E però se in Italia non ci sono grattacieli col suo nome, all’estero c’è addirittura una De Lucchi-città: in Georgia, nella capitale Tbilisi, non c’è praticamente edificio pubblico che non sia stato disegnato dall’architetto barbuto: suoi il ministero degli Interni e quello degli Esteri, il Ponte della Pace, più vari edifici sparsi per il Paese. Fu chiamato dal presidente Saakashsvili, come in un romanzo di Franzen (“i georgiani, il loro presidente, volevano avere edifici nuovi, mai visti, straordinari. Moderni, unici, diversi. Non è sempre stato facile capirli e non tutto quello che è stato realizzato è meritevole di essere menzionato, ma scoprire il ruolo dell’architettura nella costruzione di un’identità nazionale è stata un’esperienza unica sulla quale ho riflettuto molto”). Alcuni sono belli, altri così così: con le grandi dimensioni e il post-moderno non sembra essere troppo a suo agio.

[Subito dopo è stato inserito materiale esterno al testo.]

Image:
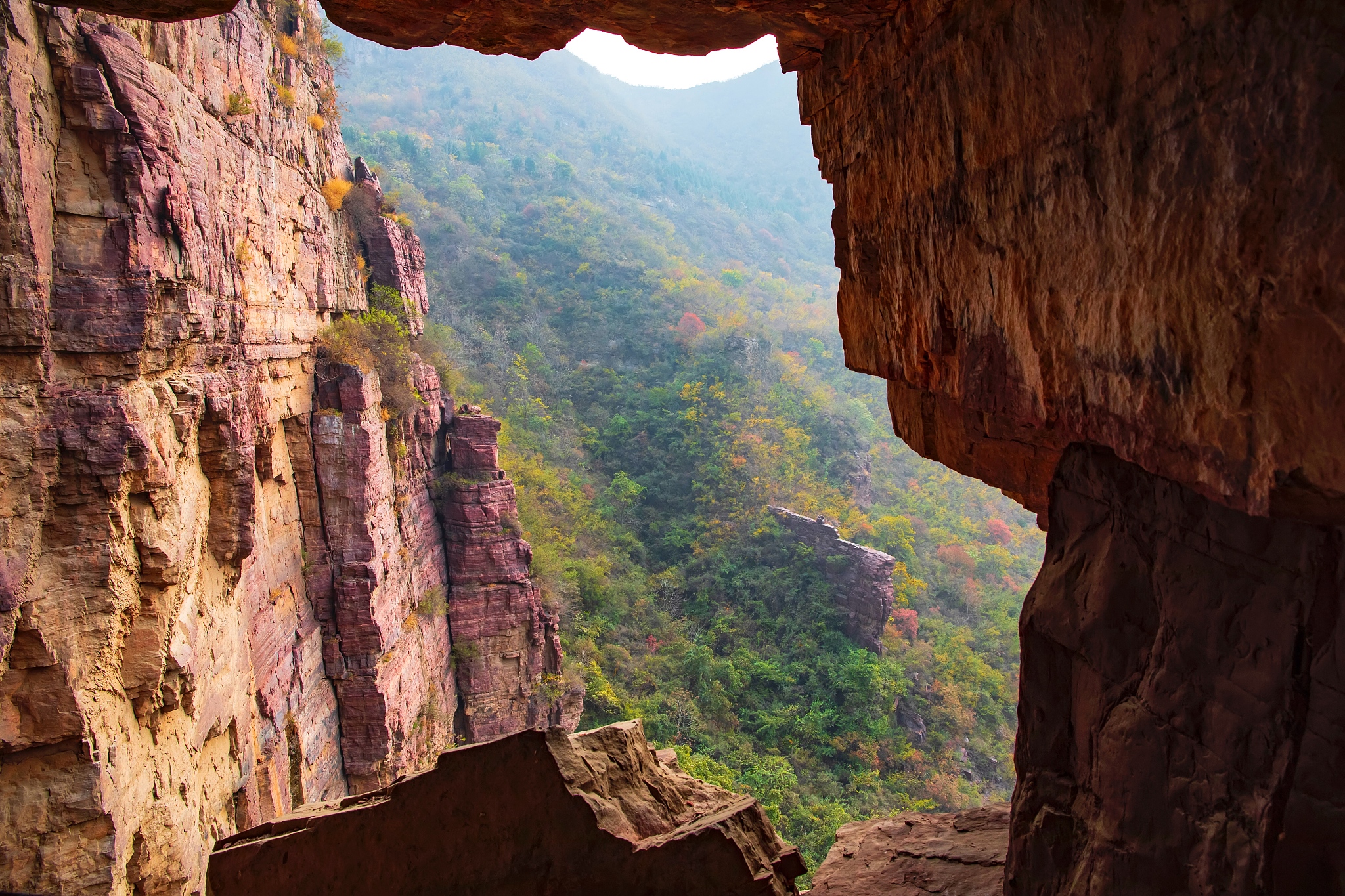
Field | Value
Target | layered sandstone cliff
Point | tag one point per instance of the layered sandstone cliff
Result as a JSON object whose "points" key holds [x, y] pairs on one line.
{"points": [[860, 576], [1103, 223], [222, 575], [509, 654], [540, 812], [917, 853]]}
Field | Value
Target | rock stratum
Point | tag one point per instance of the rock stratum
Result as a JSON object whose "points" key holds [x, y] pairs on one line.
{"points": [[860, 576], [919, 853], [225, 585], [1111, 226], [540, 812]]}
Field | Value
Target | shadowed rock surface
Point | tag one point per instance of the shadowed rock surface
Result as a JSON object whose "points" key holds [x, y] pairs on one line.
{"points": [[1180, 723], [917, 853], [540, 812], [222, 574], [1057, 222], [861, 576]]}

Infatti di fronte alla grandeur oppone tutto un suo lato intimistico, che ritorna all’anima degli oggetti: si dedica soprattutto a casette in legno che scolpisce armato di motosega, scolpisce in serie, una diversa dall’altra, modellini sognanti che talvolta espone, e secondo qualche feroce critico sono la sua massima espressione poetica; le fabbrica nella sua casa-studio di Angera, luogo massimamente borromaico sul lago Maggiore, sulla rocca, dove lavora nel “Chioso”, il suo studio, ex pollaio, ex capannone, che ha “un portico lungo e bello che uso per fare passeggiate senza perdermi quando penso”. “Sto ancora pensando perché faccio queste casette e perché sono belle così piccole e tutte storte e sarebbero invece così brutte realizzate in scala reale tutte diritte e perfette con le gronde e le finestre sigillate con gli scuri e i balconi e gli interruttori per accendere le lampadine” scrive sempre nei “Miei orribili e meravigliosi clienti” (e ci si chiede sempre in quale genere letterario ricondurre la prosa di questi massimi architetti, quasi sempre leziosa, con paratassi bambinesche come se a fronte di strutture e calcestruzzi arditissimi e sofisticati ci fosse bisogno di una scrittura da fanciullini un po’ Andrea De Carlo, anche in massimi genii come lo stesso Sottsass, di cui tutti gli scritti sono stati recentemente ripubblicati da Adelphi). Sul suo Instagram De Lucchi fotografa e pubblica soprattutto ruderi e architetture primordiali; in Germania ha disegnato una cappella che pare un monolite romanico in una collina da Ghirri; e al lato poetico-solitario contribuisce una sua piccola azienda, si chiama Produzione privata e realizza oggetti di design buono ma semplice (“con Produzione privata voglio crearmi la possibilità di seguire le mie riflessioni e di esprimere i miei pensieri. L’idea è di dare valore, prestigio e futuro al mondo artigianale di oggi”). Seggioline, mensoline, vasetti, oggettini più che radicali molto borghesi, da salotto di nonna speranza. Che barba.